India has produced a record crop of 31 million bales in 2008. But local prices have continued to spiral due to heavy demand from exporters. Though rising prices have meant a very profitable deal for farmers, worried ginners and weaving mills have now asked the government to step in to make sure cotton remains affordable for them.
They have suggested imposing measures to prevent speculative hoarding, which distorts the supply chain and prices, along with registration of export contracts so that cotton trade can be monitored. The CCP, however, took a view that since there is still a surplus in the domestic market, this may not be the right time to impose export restrictions.
The biggest problem for local industry is that cotton prices are no longer being decided only by demand-supply fundamentals. The entry of hedge funds in U.S. cotton futures, as part of the global commodity bull run, has pushed up cotton prices even in Indian spot markets to unforeseen levels.
In a letter to the textile ministry, the Cotton Association of India (CAI) has alleged that large players, with access to cheap foreign cash, are trying to destabilize India’s cotton economy.
“Market operators who have access to finance at international interest rates are clogging the supply chain at various levels” in order to benefit from rising prices, “which have become volatile,” the CAI said. As a result, “there is no level playing field for Indian cotton operators on account of differential rates of interest.”
CAI believes these market operators have “disturbed the equilibrium” of the domestic cotton economy, which needs to be corrected. “We feel that a de-clogging process with an eye to restoring the flow of supply to consumption and exports is necessary,” CAI stated.
But it may be tough for the government to single-handedly bring down cotton prices.
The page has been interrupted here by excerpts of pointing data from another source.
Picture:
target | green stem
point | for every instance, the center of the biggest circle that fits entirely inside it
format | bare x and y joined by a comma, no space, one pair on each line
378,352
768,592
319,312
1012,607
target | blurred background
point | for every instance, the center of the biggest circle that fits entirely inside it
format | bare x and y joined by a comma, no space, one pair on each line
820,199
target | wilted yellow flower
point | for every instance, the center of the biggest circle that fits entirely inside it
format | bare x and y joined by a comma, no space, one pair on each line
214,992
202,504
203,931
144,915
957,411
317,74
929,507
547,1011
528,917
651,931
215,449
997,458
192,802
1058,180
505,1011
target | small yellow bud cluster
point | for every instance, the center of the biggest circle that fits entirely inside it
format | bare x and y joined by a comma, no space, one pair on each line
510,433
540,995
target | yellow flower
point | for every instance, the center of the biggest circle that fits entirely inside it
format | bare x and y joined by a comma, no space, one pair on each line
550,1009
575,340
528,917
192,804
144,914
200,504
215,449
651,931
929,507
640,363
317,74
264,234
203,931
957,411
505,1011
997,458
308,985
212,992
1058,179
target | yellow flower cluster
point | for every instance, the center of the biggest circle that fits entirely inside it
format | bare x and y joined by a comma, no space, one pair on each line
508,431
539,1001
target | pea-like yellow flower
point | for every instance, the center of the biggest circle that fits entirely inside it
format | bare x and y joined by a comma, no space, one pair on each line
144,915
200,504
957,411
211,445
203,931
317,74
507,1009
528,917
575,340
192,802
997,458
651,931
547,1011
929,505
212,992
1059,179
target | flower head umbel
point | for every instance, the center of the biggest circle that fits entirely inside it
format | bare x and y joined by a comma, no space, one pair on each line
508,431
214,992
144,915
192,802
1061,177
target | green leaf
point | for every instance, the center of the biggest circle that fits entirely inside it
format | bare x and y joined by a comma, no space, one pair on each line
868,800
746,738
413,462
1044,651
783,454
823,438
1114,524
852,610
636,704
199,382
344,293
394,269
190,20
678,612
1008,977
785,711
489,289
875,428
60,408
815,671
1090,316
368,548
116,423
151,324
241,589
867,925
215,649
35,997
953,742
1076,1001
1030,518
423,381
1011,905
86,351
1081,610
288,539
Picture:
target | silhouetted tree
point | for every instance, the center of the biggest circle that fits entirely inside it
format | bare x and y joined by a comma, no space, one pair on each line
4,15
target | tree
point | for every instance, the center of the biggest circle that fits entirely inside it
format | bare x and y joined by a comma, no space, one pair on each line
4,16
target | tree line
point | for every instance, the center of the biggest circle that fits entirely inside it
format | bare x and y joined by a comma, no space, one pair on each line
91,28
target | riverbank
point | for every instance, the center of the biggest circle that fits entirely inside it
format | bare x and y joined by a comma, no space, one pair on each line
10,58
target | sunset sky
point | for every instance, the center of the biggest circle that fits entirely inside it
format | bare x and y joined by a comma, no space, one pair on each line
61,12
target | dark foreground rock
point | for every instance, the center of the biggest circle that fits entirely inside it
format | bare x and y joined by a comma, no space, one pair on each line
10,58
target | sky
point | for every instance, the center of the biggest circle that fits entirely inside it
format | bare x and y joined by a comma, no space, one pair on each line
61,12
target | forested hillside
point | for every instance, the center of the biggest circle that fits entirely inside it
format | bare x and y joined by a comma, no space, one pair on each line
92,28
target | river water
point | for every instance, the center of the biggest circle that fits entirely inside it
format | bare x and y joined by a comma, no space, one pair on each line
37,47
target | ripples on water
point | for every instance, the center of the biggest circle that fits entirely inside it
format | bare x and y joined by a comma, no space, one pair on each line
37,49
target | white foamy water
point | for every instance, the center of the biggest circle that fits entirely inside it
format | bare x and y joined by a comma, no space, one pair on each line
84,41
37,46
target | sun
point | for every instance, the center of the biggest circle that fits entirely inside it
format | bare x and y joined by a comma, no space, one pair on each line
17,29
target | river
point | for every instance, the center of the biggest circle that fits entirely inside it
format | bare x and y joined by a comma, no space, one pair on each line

Cotton futures on ICE settled at a new 12-year high early last month as speculative investors drove the market higher. Large speculators in cotton futures have been net long since the middle of 2007 and have been adding to that net long position in recent weeks.
This speculative interest is being further fueled by bullish fundamentals. According to the USDA, China’s demand will continue to rise in 2008/09. USDA believes world consumption will rise to 129.5 million bales (more than 28.2 million tons) in 2008/09, while production will be lower by 6.5 million bales (more than 1.4 million tons).